6 October 1998, the plane crash Sukhoi Su-24. The aircraft was driven from the airfield of Chernyakhovsk to Veretie airfield. Before landing, an unauthorized demonstration passage was made over the airfield at near-sonic speed and ultra-low altitude. Due to a pilot error the plane collided with the ground. The crew, consisting of: commander crew a - deputy regiment commander lieutenant colonel Tolmachyov and navigator - programmer major Pisarco - died (crew from Chernyakhovsk).

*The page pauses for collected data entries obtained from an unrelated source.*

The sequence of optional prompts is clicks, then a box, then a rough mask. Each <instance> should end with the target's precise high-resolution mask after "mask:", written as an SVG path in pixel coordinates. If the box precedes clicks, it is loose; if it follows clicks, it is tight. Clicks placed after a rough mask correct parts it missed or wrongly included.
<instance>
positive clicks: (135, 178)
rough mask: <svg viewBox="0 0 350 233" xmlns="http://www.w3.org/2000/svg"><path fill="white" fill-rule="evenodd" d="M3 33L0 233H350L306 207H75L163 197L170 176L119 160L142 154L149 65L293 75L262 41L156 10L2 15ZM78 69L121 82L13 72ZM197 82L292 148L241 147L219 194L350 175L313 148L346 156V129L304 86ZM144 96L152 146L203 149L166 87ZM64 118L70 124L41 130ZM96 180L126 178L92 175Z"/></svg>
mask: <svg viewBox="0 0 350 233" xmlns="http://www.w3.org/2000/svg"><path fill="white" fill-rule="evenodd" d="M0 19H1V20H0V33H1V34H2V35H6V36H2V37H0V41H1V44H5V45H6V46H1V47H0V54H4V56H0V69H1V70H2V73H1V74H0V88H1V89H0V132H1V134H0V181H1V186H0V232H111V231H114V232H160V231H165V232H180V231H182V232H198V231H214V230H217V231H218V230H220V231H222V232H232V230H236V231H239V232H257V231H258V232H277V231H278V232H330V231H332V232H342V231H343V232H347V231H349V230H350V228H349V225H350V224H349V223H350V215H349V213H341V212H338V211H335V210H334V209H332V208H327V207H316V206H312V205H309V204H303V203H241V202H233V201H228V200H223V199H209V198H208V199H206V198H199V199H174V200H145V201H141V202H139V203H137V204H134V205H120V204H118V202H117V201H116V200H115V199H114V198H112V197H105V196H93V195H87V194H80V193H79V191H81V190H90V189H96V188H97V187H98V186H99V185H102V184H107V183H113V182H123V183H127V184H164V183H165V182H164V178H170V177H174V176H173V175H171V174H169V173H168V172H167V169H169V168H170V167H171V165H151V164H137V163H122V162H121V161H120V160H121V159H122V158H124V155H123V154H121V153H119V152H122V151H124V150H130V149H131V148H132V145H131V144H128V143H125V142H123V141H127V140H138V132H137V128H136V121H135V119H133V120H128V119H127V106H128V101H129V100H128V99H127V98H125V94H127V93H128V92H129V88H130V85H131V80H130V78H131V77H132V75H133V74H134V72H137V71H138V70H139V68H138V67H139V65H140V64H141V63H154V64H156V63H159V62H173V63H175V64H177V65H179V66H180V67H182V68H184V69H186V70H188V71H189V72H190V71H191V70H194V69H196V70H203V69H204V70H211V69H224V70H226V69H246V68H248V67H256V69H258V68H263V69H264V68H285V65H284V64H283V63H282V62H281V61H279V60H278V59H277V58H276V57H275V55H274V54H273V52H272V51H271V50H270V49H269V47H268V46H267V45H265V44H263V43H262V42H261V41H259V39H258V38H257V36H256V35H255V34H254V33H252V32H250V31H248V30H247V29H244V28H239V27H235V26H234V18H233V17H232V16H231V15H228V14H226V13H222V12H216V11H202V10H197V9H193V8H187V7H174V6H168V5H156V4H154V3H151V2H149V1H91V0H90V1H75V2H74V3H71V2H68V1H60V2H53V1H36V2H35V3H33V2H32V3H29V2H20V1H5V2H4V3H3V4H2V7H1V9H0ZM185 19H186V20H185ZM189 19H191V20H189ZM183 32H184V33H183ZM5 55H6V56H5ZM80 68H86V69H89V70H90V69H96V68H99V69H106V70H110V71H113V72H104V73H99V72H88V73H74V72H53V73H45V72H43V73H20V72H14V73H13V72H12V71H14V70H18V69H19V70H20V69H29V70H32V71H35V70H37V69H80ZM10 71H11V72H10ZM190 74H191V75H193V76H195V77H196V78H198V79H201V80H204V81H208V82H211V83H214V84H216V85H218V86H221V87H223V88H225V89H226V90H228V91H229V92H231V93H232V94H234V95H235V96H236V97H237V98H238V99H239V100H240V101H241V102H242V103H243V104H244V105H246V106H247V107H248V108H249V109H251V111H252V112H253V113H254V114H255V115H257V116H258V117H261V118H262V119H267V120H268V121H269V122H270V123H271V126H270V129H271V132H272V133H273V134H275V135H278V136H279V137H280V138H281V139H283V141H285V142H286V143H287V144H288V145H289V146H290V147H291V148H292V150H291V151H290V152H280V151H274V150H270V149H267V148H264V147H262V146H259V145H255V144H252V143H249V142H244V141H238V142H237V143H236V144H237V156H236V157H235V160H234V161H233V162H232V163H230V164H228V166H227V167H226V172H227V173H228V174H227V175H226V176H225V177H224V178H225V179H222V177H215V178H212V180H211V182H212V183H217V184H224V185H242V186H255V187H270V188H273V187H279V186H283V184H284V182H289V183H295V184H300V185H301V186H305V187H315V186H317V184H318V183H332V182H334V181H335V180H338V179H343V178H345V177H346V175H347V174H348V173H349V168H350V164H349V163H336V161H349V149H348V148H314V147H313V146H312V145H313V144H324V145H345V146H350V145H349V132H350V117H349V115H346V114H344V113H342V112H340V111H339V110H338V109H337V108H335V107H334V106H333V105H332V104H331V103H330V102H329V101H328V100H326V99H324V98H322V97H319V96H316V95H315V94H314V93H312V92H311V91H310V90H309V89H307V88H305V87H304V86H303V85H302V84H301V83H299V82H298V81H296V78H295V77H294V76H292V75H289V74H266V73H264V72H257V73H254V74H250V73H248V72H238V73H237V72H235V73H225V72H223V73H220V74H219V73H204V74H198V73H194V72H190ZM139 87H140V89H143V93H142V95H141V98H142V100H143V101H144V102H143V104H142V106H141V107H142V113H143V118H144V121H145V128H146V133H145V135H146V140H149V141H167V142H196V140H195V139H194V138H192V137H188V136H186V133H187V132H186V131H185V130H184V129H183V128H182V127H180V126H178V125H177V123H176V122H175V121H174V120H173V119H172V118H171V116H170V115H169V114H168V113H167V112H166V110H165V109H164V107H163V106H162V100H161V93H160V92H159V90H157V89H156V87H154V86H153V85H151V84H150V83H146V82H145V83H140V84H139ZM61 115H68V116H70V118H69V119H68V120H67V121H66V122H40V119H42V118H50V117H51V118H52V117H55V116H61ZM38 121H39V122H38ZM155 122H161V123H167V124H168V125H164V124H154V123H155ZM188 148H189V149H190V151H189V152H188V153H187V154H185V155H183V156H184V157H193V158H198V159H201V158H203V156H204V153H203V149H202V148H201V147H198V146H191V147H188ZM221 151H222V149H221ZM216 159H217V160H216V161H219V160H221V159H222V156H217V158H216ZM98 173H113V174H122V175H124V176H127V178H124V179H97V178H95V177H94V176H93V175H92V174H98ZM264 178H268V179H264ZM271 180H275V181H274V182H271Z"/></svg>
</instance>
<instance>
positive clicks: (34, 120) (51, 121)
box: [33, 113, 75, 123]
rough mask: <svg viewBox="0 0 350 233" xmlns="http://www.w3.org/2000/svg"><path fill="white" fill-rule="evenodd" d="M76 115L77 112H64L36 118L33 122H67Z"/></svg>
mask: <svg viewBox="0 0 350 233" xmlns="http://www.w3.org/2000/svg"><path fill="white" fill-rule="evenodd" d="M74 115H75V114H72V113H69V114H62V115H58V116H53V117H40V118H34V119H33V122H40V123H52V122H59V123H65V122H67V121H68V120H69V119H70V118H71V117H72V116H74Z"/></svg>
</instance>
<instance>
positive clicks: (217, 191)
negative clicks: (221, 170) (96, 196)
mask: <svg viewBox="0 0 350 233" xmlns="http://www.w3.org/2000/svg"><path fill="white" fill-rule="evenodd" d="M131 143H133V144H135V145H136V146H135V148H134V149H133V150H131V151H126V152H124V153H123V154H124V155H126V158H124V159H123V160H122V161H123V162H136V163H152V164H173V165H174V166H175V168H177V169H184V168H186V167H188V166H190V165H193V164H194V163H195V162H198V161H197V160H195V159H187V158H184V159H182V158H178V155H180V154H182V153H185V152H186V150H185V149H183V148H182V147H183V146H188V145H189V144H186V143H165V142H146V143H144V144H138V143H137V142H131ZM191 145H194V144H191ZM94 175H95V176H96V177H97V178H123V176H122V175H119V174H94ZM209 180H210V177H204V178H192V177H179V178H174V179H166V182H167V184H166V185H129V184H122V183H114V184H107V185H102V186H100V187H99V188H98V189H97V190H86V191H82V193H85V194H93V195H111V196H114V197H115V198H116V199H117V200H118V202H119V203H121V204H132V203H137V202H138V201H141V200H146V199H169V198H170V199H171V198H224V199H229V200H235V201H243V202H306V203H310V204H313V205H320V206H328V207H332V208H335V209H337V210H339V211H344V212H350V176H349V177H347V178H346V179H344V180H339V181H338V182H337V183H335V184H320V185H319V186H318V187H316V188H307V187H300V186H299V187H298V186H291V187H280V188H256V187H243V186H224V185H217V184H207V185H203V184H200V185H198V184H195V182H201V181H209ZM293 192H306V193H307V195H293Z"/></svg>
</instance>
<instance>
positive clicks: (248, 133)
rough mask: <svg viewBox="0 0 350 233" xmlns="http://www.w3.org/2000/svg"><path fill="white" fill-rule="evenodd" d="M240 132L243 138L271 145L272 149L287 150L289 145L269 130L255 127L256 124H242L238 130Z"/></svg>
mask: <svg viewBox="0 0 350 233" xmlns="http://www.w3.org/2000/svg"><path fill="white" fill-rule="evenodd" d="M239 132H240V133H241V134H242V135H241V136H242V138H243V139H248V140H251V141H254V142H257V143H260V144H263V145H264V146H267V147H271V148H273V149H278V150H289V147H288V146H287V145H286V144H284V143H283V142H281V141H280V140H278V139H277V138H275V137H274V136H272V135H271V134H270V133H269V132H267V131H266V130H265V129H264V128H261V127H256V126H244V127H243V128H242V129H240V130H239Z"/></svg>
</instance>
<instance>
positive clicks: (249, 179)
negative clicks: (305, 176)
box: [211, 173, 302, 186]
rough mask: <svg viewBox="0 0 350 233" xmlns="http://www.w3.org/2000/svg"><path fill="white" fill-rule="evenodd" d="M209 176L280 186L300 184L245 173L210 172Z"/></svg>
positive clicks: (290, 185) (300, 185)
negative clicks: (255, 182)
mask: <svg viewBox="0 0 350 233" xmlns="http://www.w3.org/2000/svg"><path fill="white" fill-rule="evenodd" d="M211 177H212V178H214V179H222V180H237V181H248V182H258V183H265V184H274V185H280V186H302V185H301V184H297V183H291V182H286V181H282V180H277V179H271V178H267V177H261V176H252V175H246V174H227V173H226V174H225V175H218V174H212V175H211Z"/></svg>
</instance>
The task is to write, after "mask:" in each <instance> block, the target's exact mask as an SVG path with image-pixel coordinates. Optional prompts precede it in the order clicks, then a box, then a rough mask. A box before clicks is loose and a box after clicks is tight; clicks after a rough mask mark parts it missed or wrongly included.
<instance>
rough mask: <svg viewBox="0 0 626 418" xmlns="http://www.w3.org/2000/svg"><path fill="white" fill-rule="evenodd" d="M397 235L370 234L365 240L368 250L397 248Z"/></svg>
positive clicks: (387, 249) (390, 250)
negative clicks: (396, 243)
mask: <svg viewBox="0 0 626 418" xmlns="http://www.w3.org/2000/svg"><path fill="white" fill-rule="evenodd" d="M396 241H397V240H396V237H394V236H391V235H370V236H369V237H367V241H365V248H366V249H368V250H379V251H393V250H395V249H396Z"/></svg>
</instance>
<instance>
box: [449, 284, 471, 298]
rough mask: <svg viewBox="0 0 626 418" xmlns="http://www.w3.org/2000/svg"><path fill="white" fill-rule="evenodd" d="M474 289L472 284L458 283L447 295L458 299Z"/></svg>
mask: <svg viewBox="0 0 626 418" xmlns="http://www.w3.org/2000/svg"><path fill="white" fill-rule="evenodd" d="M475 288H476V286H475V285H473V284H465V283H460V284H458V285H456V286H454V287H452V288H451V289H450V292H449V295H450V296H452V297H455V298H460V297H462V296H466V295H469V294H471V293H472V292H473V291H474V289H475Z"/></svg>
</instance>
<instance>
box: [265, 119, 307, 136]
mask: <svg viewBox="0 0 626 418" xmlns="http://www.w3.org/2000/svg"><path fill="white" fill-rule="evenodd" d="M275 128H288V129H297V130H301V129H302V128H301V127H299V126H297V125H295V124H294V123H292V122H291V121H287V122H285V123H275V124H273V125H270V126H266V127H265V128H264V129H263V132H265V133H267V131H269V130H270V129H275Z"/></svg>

17 July 2001, during celebrations in honor of AVMF Day, while performing a demonstration flight on an Sukhoi Su-33 plane, allegedly due to a pilot error, the Deputy Commander of the MA, Major General of the naval aviation, Hero RF Timur Avtandilovich Apakidze, died.

8 February 2016, the Mi-8 helicopter made an emergency landing. At 19:21 communication with the crew of the helicopter was interrupted, the search and rescue team found in a wooded area 5 km south of the airfield a burning helicopter and the bodies of 4 crew members.

On June 16, 2016, landing gear broke on a long-range missile carrier bomber Tu-22M3 of the Russian Aerospace Forces (red, registration number RF-94146, serial number 10905). The crew was not injured, the restoration of the aircraft was considered inappropriate. The crew and aircraft from Shaykovki.